Member of the National Assembly of Pakistan
- Incumbent
- Assumed office 29 February 2024
- Constituency: NA-161 Bahawalnagar-II
- In office 13 August 2018 – 10 August 2023
- Constituency: NA-167 (Bahawalnagar-II)
- In office 1 June 2013 – 31 May 2018
- Constituency: NA-189 (Bahawalnagar-II)

Personal details
- Born: 12 March 1987 (age 39) Bahawalngar, Punjab, Pakistan
- Party: PMLN (2013-present)

= Alam Dad Lalika =

Pakistani politician

Alam Dad Lalika (born 12 March 1987) is a Pakistani politician who has been a member of the National Assembly of Pakistan since February 2024 and previously served in this position from August 2018 till August 2023 and from June 2013 to May 2018. He is the son of Mian Abdul Sattar Laleka who was also a prominent figure of PML(N) and was close to Nawaz Sharif. Alam Dad Laleka gained much popularity in the constituency in the early years after his father’s passing.

==Early life==
He was born on 12 March 1987. Grew up in Lahore, at a young age he enjoyed cars and was keen on them. Having to deal with his father's death especially at a very young age and taking on the responsibilities that came with it was a big challenge.

==Political career==

He was elected to the National Assembly of Pakistan as a candidate of Pakistan Muslim League (N) (PML-N) from Constituency NA-189 (Bahawalnagar-II) in the 2013 Pakistani general election. He received 95,060 votes and defeated Mian Mumtaz Ahmad Matyana, a candidate of Pakistan Tehreek-e-Insaf (PTI). During his tenure as Member of the National Assembly, he served as Federal Parliamentary Secretary for Communications.

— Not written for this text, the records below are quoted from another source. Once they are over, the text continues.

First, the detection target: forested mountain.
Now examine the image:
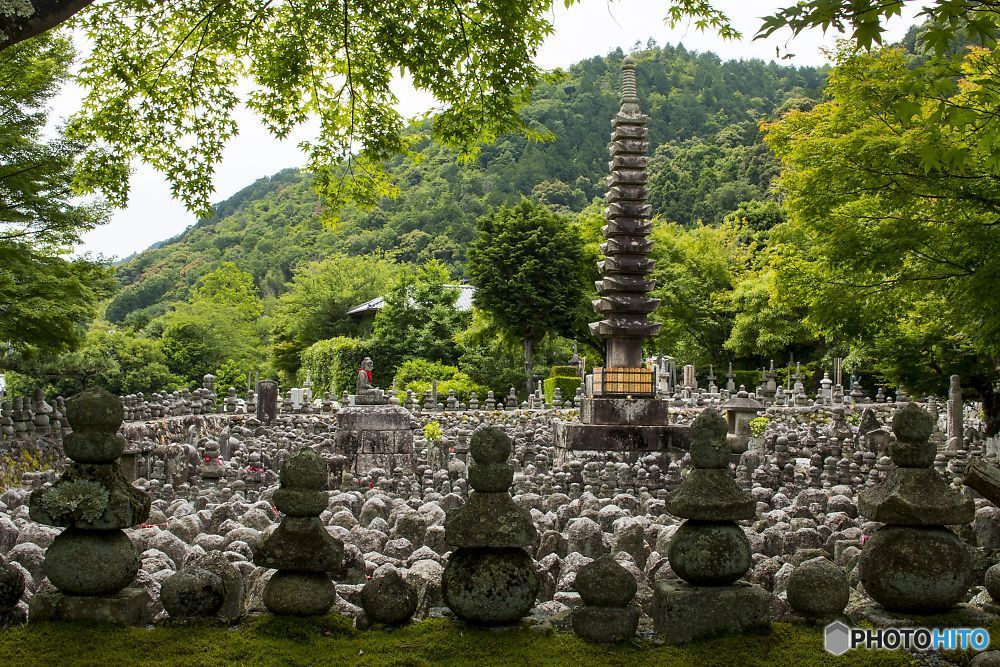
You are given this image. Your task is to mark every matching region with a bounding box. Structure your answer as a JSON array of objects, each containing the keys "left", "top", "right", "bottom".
[{"left": 106, "top": 41, "right": 825, "bottom": 326}]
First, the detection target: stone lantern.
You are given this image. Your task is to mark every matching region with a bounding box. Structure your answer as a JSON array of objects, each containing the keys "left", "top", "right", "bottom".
[{"left": 719, "top": 385, "right": 764, "bottom": 455}]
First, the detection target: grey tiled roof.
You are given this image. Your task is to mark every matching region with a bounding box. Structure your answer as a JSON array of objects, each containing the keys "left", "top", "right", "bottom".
[{"left": 347, "top": 285, "right": 476, "bottom": 317}]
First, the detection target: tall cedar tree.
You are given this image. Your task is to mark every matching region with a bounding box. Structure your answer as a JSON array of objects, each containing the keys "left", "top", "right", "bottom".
[{"left": 467, "top": 200, "right": 585, "bottom": 393}]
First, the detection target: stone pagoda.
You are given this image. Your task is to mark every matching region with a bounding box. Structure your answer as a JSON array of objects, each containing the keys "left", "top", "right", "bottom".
[{"left": 556, "top": 58, "right": 687, "bottom": 458}]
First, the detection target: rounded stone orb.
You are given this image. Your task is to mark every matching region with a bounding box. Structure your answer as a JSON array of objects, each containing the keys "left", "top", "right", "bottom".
[
  {"left": 66, "top": 387, "right": 125, "bottom": 436},
  {"left": 264, "top": 570, "right": 337, "bottom": 616},
  {"left": 63, "top": 431, "right": 127, "bottom": 463},
  {"left": 469, "top": 426, "right": 511, "bottom": 463},
  {"left": 42, "top": 528, "right": 139, "bottom": 595},
  {"left": 441, "top": 547, "right": 539, "bottom": 625},
  {"left": 361, "top": 568, "right": 417, "bottom": 625},
  {"left": 858, "top": 526, "right": 974, "bottom": 614},
  {"left": 788, "top": 558, "right": 851, "bottom": 619},
  {"left": 667, "top": 519, "right": 750, "bottom": 586},
  {"left": 0, "top": 558, "right": 24, "bottom": 609},
  {"left": 160, "top": 567, "right": 226, "bottom": 618}
]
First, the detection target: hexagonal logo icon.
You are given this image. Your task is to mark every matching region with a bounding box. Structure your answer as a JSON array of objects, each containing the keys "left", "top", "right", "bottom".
[{"left": 823, "top": 621, "right": 851, "bottom": 655}]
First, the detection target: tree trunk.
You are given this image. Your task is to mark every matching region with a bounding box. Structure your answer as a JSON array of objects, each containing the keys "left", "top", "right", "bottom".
[
  {"left": 524, "top": 334, "right": 535, "bottom": 396},
  {"left": 0, "top": 0, "right": 94, "bottom": 51}
]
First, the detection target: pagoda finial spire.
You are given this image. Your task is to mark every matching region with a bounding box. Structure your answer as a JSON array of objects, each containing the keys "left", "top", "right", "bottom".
[{"left": 621, "top": 56, "right": 639, "bottom": 114}]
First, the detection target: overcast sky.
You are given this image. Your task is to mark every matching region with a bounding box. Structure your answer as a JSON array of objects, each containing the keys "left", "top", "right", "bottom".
[{"left": 66, "top": 0, "right": 924, "bottom": 258}]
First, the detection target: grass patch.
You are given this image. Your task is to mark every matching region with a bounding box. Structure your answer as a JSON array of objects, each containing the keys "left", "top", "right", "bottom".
[{"left": 0, "top": 616, "right": 914, "bottom": 667}]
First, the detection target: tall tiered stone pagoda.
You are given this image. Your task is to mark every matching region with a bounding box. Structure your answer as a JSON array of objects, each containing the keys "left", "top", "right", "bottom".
[
  {"left": 590, "top": 58, "right": 660, "bottom": 370},
  {"left": 555, "top": 58, "right": 687, "bottom": 456}
]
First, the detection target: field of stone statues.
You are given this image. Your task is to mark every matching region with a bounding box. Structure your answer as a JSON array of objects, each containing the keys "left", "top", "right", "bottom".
[{"left": 0, "top": 390, "right": 1000, "bottom": 664}]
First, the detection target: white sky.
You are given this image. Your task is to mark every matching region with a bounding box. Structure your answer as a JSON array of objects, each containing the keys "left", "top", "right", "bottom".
[{"left": 62, "top": 0, "right": 925, "bottom": 258}]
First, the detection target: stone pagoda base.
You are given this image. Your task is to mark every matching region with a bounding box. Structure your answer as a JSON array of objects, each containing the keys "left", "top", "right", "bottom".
[
  {"left": 28, "top": 588, "right": 153, "bottom": 626},
  {"left": 334, "top": 405, "right": 416, "bottom": 475},
  {"left": 555, "top": 397, "right": 691, "bottom": 462},
  {"left": 650, "top": 580, "right": 771, "bottom": 644}
]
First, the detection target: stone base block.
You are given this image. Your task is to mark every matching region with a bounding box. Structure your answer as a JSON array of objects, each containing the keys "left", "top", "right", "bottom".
[
  {"left": 334, "top": 405, "right": 416, "bottom": 476},
  {"left": 28, "top": 588, "right": 152, "bottom": 625},
  {"left": 555, "top": 421, "right": 691, "bottom": 460},
  {"left": 573, "top": 604, "right": 639, "bottom": 644},
  {"left": 650, "top": 581, "right": 771, "bottom": 644},
  {"left": 580, "top": 398, "right": 667, "bottom": 426}
]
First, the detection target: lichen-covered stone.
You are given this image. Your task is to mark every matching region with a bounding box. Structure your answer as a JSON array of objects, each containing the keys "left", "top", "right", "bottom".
[
  {"left": 66, "top": 387, "right": 125, "bottom": 436},
  {"left": 892, "top": 403, "right": 934, "bottom": 452},
  {"left": 858, "top": 525, "right": 974, "bottom": 614},
  {"left": 28, "top": 463, "right": 151, "bottom": 530},
  {"left": 691, "top": 408, "right": 732, "bottom": 469},
  {"left": 576, "top": 555, "right": 637, "bottom": 607},
  {"left": 667, "top": 519, "right": 751, "bottom": 586},
  {"left": 44, "top": 528, "right": 139, "bottom": 595},
  {"left": 254, "top": 516, "right": 344, "bottom": 572},
  {"left": 667, "top": 470, "right": 756, "bottom": 521},
  {"left": 468, "top": 463, "right": 514, "bottom": 493},
  {"left": 858, "top": 468, "right": 976, "bottom": 526},
  {"left": 572, "top": 604, "right": 640, "bottom": 644},
  {"left": 264, "top": 570, "right": 337, "bottom": 616},
  {"left": 650, "top": 579, "right": 771, "bottom": 644},
  {"left": 253, "top": 449, "right": 344, "bottom": 616},
  {"left": 271, "top": 488, "right": 329, "bottom": 517},
  {"left": 786, "top": 558, "right": 851, "bottom": 619},
  {"left": 983, "top": 563, "right": 1000, "bottom": 605},
  {"left": 441, "top": 547, "right": 539, "bottom": 625},
  {"left": 444, "top": 491, "right": 537, "bottom": 547},
  {"left": 279, "top": 448, "right": 327, "bottom": 491},
  {"left": 442, "top": 427, "right": 540, "bottom": 625},
  {"left": 858, "top": 403, "right": 975, "bottom": 613},
  {"left": 63, "top": 431, "right": 128, "bottom": 463},
  {"left": 469, "top": 426, "right": 511, "bottom": 464},
  {"left": 361, "top": 565, "right": 417, "bottom": 625},
  {"left": 160, "top": 567, "right": 226, "bottom": 619},
  {"left": 0, "top": 556, "right": 24, "bottom": 615},
  {"left": 189, "top": 551, "right": 244, "bottom": 622}
]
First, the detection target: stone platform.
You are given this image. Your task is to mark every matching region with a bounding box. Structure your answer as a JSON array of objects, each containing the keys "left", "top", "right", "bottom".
[
  {"left": 554, "top": 397, "right": 691, "bottom": 462},
  {"left": 650, "top": 581, "right": 771, "bottom": 644},
  {"left": 28, "top": 588, "right": 152, "bottom": 626},
  {"left": 334, "top": 405, "right": 416, "bottom": 475},
  {"left": 555, "top": 421, "right": 690, "bottom": 459}
]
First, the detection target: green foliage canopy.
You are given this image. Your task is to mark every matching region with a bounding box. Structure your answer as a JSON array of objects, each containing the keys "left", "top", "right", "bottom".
[{"left": 767, "top": 48, "right": 1000, "bottom": 433}]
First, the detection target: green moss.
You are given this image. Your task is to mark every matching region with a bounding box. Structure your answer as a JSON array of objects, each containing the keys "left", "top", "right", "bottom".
[
  {"left": 41, "top": 479, "right": 108, "bottom": 526},
  {"left": 542, "top": 376, "right": 580, "bottom": 403},
  {"left": 0, "top": 616, "right": 915, "bottom": 667}
]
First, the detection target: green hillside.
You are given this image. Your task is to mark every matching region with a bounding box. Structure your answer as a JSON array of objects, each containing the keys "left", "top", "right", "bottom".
[{"left": 106, "top": 46, "right": 824, "bottom": 326}]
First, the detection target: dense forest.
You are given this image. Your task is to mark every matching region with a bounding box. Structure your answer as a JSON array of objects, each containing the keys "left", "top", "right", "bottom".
[
  {"left": 4, "top": 29, "right": 1000, "bottom": 434},
  {"left": 106, "top": 46, "right": 824, "bottom": 326},
  {"left": 0, "top": 43, "right": 826, "bottom": 404}
]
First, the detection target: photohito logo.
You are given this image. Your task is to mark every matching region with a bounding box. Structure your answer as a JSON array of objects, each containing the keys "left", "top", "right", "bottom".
[{"left": 823, "top": 621, "right": 990, "bottom": 655}]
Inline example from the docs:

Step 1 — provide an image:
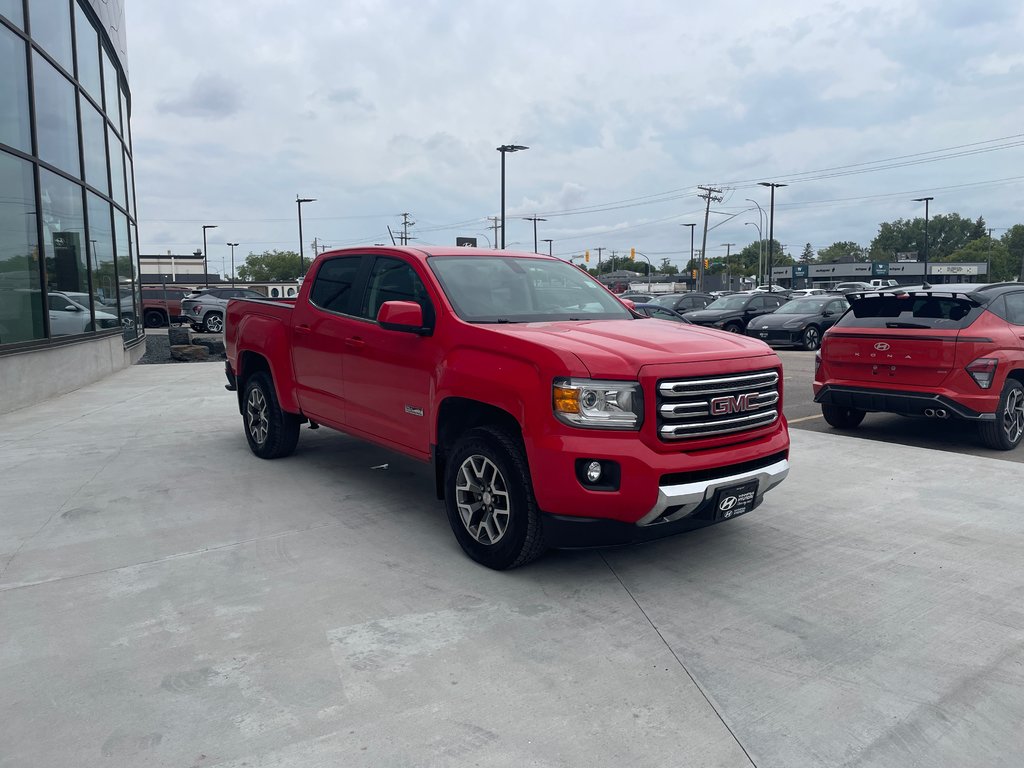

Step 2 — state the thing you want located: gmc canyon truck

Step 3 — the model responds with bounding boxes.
[224,247,790,569]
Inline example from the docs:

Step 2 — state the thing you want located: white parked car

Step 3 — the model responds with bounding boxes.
[47,291,121,336]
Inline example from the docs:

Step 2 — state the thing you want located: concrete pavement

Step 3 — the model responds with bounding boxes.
[0,364,1024,768]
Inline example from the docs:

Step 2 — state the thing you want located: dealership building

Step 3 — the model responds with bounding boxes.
[0,0,145,413]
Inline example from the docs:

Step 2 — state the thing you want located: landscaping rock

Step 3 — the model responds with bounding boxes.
[171,344,210,362]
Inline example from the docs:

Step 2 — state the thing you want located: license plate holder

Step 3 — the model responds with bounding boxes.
[715,480,758,520]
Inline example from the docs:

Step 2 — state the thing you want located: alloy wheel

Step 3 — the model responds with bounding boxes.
[246,389,269,445]
[455,454,512,545]
[1002,387,1024,443]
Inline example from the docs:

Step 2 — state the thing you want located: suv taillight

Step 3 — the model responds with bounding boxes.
[967,357,996,389]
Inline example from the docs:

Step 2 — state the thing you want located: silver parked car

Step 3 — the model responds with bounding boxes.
[181,288,266,334]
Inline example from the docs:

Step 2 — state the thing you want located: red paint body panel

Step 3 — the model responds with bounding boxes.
[225,247,790,523]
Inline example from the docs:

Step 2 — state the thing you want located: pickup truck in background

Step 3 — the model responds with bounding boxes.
[224,247,790,569]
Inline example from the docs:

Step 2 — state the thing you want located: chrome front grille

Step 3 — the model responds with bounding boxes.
[657,371,780,440]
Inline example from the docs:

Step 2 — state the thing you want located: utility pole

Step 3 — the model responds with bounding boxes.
[697,186,725,291]
[722,243,736,291]
[400,213,416,246]
[522,216,547,253]
[487,216,501,248]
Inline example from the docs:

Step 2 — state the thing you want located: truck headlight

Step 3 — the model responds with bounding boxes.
[552,379,643,429]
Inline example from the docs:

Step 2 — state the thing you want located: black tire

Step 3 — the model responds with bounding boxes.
[203,312,224,334]
[821,403,864,429]
[145,309,167,328]
[444,426,547,570]
[242,371,301,459]
[801,326,821,352]
[980,379,1024,451]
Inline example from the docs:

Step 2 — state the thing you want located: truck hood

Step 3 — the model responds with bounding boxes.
[487,319,773,379]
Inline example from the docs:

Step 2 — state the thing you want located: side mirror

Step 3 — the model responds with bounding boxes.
[377,301,430,336]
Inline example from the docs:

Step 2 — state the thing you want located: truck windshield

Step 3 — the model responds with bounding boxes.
[427,256,634,323]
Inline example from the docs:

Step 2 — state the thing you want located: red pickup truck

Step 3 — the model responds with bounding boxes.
[224,247,790,569]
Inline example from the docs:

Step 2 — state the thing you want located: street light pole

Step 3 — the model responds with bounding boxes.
[758,181,788,293]
[498,144,537,251]
[295,195,316,279]
[913,198,935,285]
[522,216,547,253]
[227,243,238,288]
[683,223,696,286]
[203,224,217,288]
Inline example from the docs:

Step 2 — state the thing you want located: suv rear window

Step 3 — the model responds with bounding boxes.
[836,294,983,329]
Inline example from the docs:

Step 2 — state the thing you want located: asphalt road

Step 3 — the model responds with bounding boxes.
[778,349,1024,464]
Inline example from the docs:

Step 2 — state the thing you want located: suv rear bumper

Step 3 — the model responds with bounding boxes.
[814,384,995,421]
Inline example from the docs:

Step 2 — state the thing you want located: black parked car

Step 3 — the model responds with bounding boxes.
[650,291,715,314]
[686,293,783,334]
[633,302,689,323]
[746,295,850,350]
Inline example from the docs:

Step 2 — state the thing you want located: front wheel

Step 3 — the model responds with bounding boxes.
[242,371,300,459]
[444,427,545,570]
[821,403,864,429]
[203,312,224,334]
[803,326,821,352]
[981,379,1024,451]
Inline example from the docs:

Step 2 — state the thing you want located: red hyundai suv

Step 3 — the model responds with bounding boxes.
[814,283,1024,451]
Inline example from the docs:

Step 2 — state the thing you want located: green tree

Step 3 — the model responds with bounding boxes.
[870,213,986,261]
[936,234,1020,283]
[239,251,308,283]
[818,240,867,264]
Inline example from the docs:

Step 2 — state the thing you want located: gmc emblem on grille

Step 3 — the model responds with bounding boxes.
[711,392,755,416]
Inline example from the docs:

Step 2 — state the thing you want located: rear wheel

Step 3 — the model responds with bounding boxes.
[803,326,821,352]
[242,371,300,459]
[981,379,1024,451]
[444,427,545,570]
[203,312,224,334]
[821,403,864,429]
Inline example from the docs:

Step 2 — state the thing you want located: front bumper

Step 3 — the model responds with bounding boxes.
[814,384,997,421]
[543,459,790,549]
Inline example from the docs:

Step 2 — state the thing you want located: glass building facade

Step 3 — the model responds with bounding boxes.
[0,0,142,348]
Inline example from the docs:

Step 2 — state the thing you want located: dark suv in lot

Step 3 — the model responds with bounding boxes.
[181,288,266,334]
[814,283,1024,451]
[686,292,785,334]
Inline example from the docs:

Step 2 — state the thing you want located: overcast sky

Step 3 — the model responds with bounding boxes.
[126,0,1024,267]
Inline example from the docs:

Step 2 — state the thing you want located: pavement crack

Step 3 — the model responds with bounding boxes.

In April 2018, reportedly he quit PML-N but this report turned out to be fake. However he rejected the claims.

He was re-elected to the National Assembly as a candidate of PML-N from NA-167 (Bahawalnagar-II) in the 2018 Pakistani general election. He received 91,540 votes and defeated Mian Mumtaz Ahmad Matyana, a candidate of PTI.

He was re-elected to the National Assembly as a candidate of PML-N from NA-161 Bahawalnagar-II in the 2024 Pakistani general election. He received 100,679 votes and defeated Shahid Amin, an Independent politician candidate supported by PTI.